Idil Ahmed as Amina and Posy Sterling as Molly Brown. Sterling says they enjoy a “wonderful friendship off screen”.	Picture: Courtesy of MetFilm
Idil Ahmed as Amina and Posy Sterling as Molly Brown. Sterling says they enjoy a “wonderful friendship off screen”. Picture: Courtesy of MetFilm

Despite Molly’s story being so full of heartbreaking moments bound to bring audiences to tears, Hudson felt it pertinent to imbue the narrative with levity, humour and joy wherever possible.

At the heart of the tale is a beautiful friendship between two mothers both navigating the broken housing and social care system, a platonic love story of two mums finding hope and solace in one another, a friend to lean on in the most difficult of times. Molly and Amina were best friends as kids, but life got in the way, and they reconnect after bumping into one another at the council offices.

Portraying such a powerful friendship authentically was easy for Sterling and newcomer Idil Ahmed, who was cast as Amina following a community call-out, “because we’ve got a wonderful friendship off screen,” Sterling smiles.

“It felt like that as soon as I met you, really,” she adds to her co-star.

“We had the chemistry test, and I just couldn’t stop thinking about Idil. I just think she radiates pure love, joy, warmth. She’s just an incredible human being.”
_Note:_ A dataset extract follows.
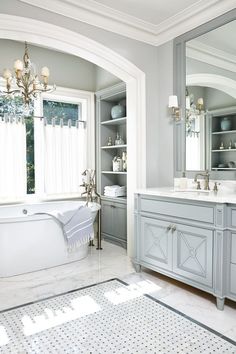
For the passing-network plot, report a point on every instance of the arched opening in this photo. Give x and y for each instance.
(55, 37)
(219, 82)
“We do bounce off each other,” Ahmed agrees.

“I think Amina’s so loving and, you know, she loves all that hugging! And then Molly’s a bit hard... but then Amina also needs that kind of push.

“I think they just bounce off each other,” she adds. “The energy’s so beautiful.”

A particularly powerful scene in Lollipop occurs in the aforementioned council offices when Molly, driven to the brink by the unnavigable bureaucracy and hypocrisy of the system, has a violent public breakdown.

“It was very emotional,” Sterling says of filming that scene.

“You know, I think there are a lot of women who are experiencing this in this country, there are a lot of women who have previously experienced it, and there was this feeling of, like, a line behind me of women.

“That’s all I can kind of describe it as, and that was on the forefront of my heart for sure.”

Dripping with Ken Loach-esque ferocity, Lollipop is a heartfelt drama with a powerful message about the brutal realities of navigating the housing and social care systems in the UK. But Hudson doesn’t want to tell people what to think: she just hopes audiences feel the force of the story in their hearts.

“I feel like my job was to show truth and joy and love, and that was the intention going into it — holding the hope and holding a vision... of possibility,” she says.

“We’ve had lived-experience women in the audience, and they said that they have felt seen for the first time... Or maybe people are in politics, and suddenly they’ve got this fire in their belly to create change. Or some people came out and they wanted to call their mum, you know, all these different ways that it resonates with people,” she adds.

“I feel grateful that it is affecting people in all of these magical ways. And, you know, there’s already so many brilliant women and people doing stuff in this sector.

“May this be a drop or a ripple in what already-incredible work is happening. I’m just kind of surrendering, and excited to see where it goes.”

Watch for Lollipop in selected cinemas.